Comments (11)
Hi jijo7 -
Sure, lets' take a look at this example. Let's import libraries:
import pandas as pd
from dython import nominal
Next, let's create some test data. We'll use a DataFrame
with four columns: Month, Day, Temperature and the length of a working day at the office. The first two are nominal (categorical), the latter two are numerical:
data = {'Month':['August','August','August','August','August','August','August','August','August','August','August','August',
'February','February','February','February','February','February','February','February','February','February','February','February'],
'Day':['Sunday','Monday','Tuesday','Sunday','Monday','Tuesday','Sunday','Monday','Tuesday','Sunday','Monday','Tuesday',
'Sunday','Monday','Tuesday','Sunday','Monday','Tuesday','Sunday','Monday','Tuesday','Sunday','Monday','Tuesday',],
'Temperature':[34,32,33,36,37,35,29,32,33,32,36,30,
19,22,21,17,15,14,19,20,22,20,19,18],
'WorkingHours':[0,9.5,8.5,0,9,8.5,0,10,9.5,0,8,8.5,
0,8.5,9,0,9,9,0,10,8,0,8.5,9.5]}
df = pd.DataFrame(data)
Now all you need to do is use the associations
function, and state which columns are the nominal (categorical) ones. That's it, no additional conversions are required:
nominal.associations(df, nominal_columns=['Month','Day'])
This will yield the following heat-map:
The associations between the different features are different:
- The association between Month and Day is computed using Cramer's V (This could be replaced with Theil's U by adding
theil_u=True
to the parameters ofnominal.associations
) - The association between Month and Temperature is computed using Correlation Ratio (same for Day and WorkingHours)
- The association between Temperature and WorkingHours is computed using Pearson's R (correlation)

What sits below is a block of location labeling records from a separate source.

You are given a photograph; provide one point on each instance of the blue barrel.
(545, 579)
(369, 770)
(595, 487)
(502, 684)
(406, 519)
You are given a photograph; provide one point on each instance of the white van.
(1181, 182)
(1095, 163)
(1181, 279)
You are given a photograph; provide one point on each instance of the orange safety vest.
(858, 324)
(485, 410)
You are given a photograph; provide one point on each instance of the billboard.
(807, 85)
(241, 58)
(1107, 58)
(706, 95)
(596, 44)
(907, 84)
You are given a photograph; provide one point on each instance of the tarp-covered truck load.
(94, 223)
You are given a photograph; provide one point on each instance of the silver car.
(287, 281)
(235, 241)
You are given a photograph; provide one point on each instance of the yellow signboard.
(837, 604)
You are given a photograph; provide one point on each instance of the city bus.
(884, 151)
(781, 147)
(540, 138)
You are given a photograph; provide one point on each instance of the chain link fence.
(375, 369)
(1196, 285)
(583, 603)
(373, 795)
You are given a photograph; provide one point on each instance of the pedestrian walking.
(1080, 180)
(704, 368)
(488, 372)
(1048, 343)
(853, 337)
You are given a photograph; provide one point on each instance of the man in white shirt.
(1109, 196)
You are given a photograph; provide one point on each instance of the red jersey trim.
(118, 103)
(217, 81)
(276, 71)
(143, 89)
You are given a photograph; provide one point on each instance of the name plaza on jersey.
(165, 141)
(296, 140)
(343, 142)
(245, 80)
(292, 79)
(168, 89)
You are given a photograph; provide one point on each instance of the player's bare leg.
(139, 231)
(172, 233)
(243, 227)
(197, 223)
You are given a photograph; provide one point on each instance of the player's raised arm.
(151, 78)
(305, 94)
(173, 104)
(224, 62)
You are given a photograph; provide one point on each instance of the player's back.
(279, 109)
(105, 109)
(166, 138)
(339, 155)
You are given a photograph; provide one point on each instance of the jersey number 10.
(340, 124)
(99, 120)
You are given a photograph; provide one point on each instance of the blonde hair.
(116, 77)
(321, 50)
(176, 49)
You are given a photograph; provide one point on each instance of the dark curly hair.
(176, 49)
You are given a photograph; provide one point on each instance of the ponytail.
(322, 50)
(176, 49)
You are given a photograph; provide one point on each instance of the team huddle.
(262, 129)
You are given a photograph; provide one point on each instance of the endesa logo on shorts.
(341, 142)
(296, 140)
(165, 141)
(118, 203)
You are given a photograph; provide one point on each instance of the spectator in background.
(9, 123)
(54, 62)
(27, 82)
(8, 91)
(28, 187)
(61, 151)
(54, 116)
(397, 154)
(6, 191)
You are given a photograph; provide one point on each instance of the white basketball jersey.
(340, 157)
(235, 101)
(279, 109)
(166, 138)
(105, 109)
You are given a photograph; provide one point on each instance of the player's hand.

So, if you would like to have separate plots, one only for categorical and one only for numeric, simply filter the columns you pass to the function:
nominal.associations(df[['Month,'Day']], nominal_columns='all')
nominal.associations(df[['Temperature','WorkingHours']])
Hope this clears things for you!
from dython.
@shakedzy Hi!
I am so grateful for sharing your time and knowledge.
Really, I learned a lot from your code.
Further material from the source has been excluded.